仕事がひと段落した十七時を目前にした頃から、そわそわと落ち着かない気分に襲われ始めた。
本当に、またこの下に来るのだろうか……。
お昼休憩に私の落とし物を届けにきてくれた橘社長。
昨日パーティー会場で会った彼と、まさか翌日に再び会うことになるとは思いもしなかった。
終業時刻を尋ねられ、その時刻に訪れるなんて言っていたけれど、未だに半信半疑な気持ちでもある。

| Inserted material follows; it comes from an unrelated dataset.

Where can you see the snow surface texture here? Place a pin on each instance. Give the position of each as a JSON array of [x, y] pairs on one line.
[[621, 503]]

私と話がしたいなんて言っていたことが、私からすれば意味がわからないからだ。
『嫌ならこの場所を避けて帰ればいい』
彼はそうも言っていたけれど、本当に避けて帰ってもいいのだろうかと悩んでいる。
自分の気持ちだけを突き通せば、このまま顔を合わせず帰ってしまいたい。
男性と話すのはやっぱり苦手だし、関わりを持ちたくないから。
だけど、予告されているにも関わらず、それを避けて帰るのはあまりにも不誠実ではないかと思ってしまう。
やっぱり一度は顔を合わせて、お話できることはないと断らないと失礼だ。
そんなことを思っていた時、デスクの片隅に置いてあるスマートフォンが振動し始める。
表示された発信元が母親の入院する隣町の病院からのもので、慌ててスマートフォンを手に取った。